Bem, Tsuzuki amava a irmã e levava suas palavras no coração. Por isso, não conseguia conter a expectativa ante as palavras de Tatsumi. Aquilo havia soado como uma promessa aos ouvidos do shinigami... Arrepiava-se só de lembrar.
"Dá pra parar?".
A voz de Hisoka soou irritada ao seu lado. Virou-se para o parceiro, sobrancelhas arqueadas. "O quê?".
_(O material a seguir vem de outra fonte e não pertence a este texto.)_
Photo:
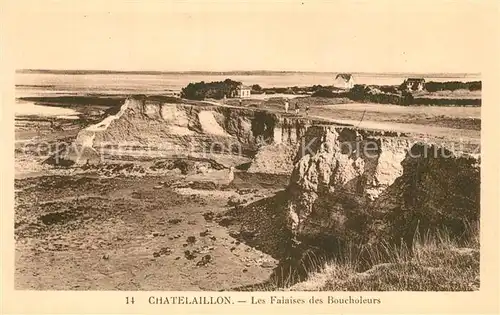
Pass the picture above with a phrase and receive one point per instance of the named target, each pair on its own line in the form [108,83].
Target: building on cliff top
[414,84]
[344,81]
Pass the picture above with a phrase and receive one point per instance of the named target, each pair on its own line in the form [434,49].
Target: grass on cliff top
[434,263]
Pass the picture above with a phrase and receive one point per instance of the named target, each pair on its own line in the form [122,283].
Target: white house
[243,91]
[414,84]
[344,81]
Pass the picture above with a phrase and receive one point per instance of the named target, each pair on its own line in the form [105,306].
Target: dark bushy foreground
[434,263]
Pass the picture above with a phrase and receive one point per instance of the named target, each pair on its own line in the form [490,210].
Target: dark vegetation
[203,90]
[359,93]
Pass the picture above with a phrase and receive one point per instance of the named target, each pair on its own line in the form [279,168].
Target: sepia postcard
[226,157]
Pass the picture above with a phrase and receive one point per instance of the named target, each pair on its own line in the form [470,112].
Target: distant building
[414,84]
[344,81]
[242,91]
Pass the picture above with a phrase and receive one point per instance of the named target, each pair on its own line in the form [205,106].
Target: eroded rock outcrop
[145,129]
[355,185]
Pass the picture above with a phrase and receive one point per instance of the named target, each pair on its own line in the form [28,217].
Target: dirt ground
[130,234]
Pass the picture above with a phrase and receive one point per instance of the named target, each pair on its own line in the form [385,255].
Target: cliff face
[358,186]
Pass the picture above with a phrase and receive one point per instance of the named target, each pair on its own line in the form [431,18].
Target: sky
[337,36]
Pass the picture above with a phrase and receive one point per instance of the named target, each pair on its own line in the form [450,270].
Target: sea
[32,83]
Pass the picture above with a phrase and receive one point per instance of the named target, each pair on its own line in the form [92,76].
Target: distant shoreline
[256,72]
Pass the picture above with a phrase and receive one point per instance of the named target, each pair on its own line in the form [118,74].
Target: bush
[452,86]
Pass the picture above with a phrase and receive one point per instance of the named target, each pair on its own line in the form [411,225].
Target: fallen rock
[204,260]
[166,251]
[267,264]
[209,216]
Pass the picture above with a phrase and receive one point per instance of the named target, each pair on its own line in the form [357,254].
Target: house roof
[344,76]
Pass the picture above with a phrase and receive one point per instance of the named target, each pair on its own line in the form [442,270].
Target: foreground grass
[433,264]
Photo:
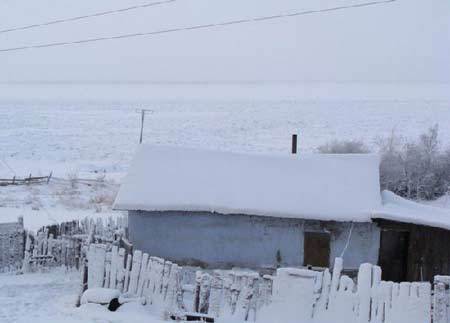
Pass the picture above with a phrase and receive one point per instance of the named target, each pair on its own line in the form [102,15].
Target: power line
[97,14]
[195,27]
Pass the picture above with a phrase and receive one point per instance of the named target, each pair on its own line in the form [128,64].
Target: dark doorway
[317,249]
[393,258]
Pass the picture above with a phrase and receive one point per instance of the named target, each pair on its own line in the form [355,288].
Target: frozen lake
[95,127]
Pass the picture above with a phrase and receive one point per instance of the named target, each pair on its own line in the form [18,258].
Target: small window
[317,249]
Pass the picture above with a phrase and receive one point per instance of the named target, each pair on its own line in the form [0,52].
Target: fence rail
[26,180]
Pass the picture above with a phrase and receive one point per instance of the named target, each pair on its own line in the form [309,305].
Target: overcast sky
[408,40]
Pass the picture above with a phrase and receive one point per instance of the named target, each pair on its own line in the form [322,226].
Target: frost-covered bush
[417,169]
[344,147]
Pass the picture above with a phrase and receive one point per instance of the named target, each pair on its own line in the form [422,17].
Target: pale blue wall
[223,241]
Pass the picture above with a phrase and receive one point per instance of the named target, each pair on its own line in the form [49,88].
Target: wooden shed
[414,240]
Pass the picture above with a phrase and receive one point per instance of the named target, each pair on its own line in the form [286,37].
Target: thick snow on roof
[325,187]
[396,208]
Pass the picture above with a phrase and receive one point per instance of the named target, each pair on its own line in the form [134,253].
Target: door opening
[317,249]
[393,258]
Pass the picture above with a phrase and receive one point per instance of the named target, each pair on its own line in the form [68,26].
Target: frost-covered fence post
[135,270]
[441,300]
[216,293]
[96,268]
[364,292]
[293,297]
[27,256]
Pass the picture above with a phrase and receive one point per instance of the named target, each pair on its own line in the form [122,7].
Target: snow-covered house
[221,209]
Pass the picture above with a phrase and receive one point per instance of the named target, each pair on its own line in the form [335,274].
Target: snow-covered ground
[50,298]
[92,130]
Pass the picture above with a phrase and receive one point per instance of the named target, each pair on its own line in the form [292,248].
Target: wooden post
[294,143]
[142,125]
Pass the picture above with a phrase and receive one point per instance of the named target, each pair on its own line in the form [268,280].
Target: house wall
[223,241]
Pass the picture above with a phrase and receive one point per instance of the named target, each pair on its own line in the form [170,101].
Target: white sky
[408,40]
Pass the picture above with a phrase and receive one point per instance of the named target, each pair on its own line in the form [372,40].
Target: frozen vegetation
[416,169]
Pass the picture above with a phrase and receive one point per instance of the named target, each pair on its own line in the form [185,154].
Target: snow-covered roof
[396,208]
[310,186]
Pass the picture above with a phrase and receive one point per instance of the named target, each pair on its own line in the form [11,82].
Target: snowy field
[50,298]
[91,131]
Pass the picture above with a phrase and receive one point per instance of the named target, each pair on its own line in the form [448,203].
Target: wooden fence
[26,180]
[66,244]
[290,295]
[11,245]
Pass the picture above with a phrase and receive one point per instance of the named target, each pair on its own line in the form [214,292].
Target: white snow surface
[50,298]
[319,186]
[399,209]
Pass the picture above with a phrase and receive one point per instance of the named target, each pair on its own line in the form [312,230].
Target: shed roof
[396,208]
[309,186]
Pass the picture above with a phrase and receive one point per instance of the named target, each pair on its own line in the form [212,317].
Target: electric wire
[195,27]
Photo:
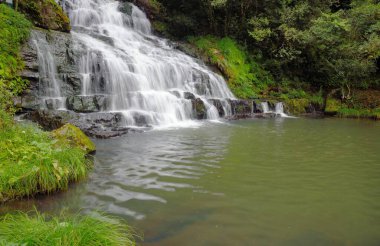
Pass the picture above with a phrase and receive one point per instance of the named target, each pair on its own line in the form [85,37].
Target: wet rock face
[199,108]
[99,125]
[87,104]
[241,107]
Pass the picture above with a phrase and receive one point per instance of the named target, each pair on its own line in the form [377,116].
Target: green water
[252,182]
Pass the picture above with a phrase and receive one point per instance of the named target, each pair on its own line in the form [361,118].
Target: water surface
[251,182]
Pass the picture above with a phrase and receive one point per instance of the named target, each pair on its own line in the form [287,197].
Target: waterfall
[141,75]
[49,83]
[265,107]
[279,109]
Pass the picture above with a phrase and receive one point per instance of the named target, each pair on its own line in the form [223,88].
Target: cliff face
[46,14]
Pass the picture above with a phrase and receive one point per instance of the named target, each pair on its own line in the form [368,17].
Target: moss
[45,14]
[81,230]
[333,105]
[14,30]
[73,136]
[33,162]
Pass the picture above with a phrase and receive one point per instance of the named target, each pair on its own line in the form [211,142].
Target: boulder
[72,135]
[219,106]
[199,109]
[86,104]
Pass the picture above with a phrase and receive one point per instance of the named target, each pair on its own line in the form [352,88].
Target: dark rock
[126,8]
[189,95]
[87,104]
[219,106]
[199,109]
[241,107]
[99,125]
[176,93]
[49,119]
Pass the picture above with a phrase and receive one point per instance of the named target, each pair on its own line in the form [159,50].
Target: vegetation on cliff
[14,30]
[80,230]
[312,49]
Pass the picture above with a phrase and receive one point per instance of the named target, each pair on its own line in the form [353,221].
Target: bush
[31,162]
[245,77]
[39,229]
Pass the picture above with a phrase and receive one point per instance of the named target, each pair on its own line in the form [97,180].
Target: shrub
[245,77]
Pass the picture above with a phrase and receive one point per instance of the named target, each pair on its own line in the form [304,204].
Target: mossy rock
[45,14]
[75,137]
[297,106]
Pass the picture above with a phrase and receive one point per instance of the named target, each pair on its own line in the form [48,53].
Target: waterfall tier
[137,73]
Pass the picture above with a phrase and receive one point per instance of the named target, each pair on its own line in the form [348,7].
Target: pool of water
[252,182]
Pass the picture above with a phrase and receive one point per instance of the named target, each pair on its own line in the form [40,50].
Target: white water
[142,74]
[278,110]
[265,107]
[49,83]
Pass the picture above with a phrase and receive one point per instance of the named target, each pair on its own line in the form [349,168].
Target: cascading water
[265,107]
[141,75]
[50,88]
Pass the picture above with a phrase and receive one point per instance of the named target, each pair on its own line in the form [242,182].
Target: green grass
[33,162]
[38,229]
[14,30]
[246,78]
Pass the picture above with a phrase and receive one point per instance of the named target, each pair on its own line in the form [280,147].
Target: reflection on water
[253,182]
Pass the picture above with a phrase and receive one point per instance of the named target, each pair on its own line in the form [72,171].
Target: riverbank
[34,228]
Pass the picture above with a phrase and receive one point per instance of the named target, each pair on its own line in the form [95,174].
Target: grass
[38,229]
[31,162]
[246,78]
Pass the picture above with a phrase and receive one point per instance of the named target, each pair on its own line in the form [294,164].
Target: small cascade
[50,84]
[265,107]
[279,108]
[140,75]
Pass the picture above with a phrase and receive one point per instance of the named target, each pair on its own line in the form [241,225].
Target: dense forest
[318,47]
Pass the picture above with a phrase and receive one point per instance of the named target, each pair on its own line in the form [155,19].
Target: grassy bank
[38,229]
[32,162]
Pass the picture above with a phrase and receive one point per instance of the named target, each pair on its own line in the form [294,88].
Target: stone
[241,107]
[219,106]
[199,109]
[45,14]
[189,95]
[86,104]
[73,136]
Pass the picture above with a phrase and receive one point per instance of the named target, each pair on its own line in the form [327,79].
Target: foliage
[14,30]
[246,78]
[39,229]
[327,44]
[46,14]
[31,162]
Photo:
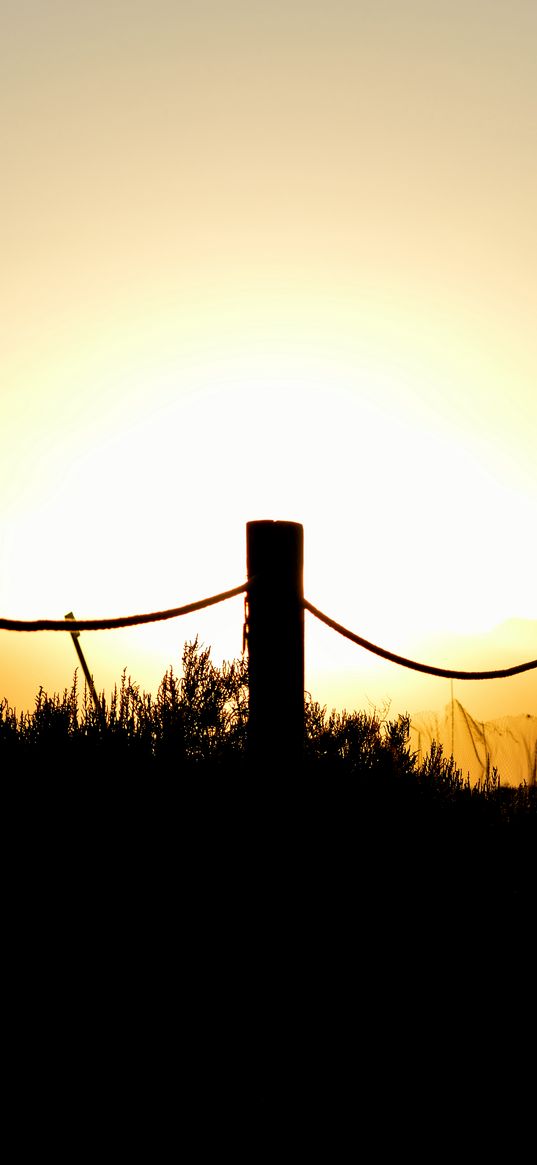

"Não sei o que está pensando...", resmungou o garoto, de braços cruzados. "Aliás, nem quero saber... Só pare com essa inquietação, está bem? Está me dando dor de cabeça".
Andavam pelas ruas de Nagasaki, um dos principais centros de Kyushu, distrito na qual eram responsáveis e onde haviam se conhecido. O caso daquela vez era bem simples: a alma de um senhor que não conseguia deixar a família. O imenso amor que tiveram em vida e a dor da viúva mantinham o homem preso à Terra. Não precisaram usar seus poderes, apenas uma conversa franca com o falecido. Só que foi uma conversa bem longa e já anoitecia quando ambos puderam voltar para o Meifu.
"Sinto muito, Hisoka... É que tantas coisas aconteceram...", Tsuzuki tentou explicar. "Não consigo evitar...".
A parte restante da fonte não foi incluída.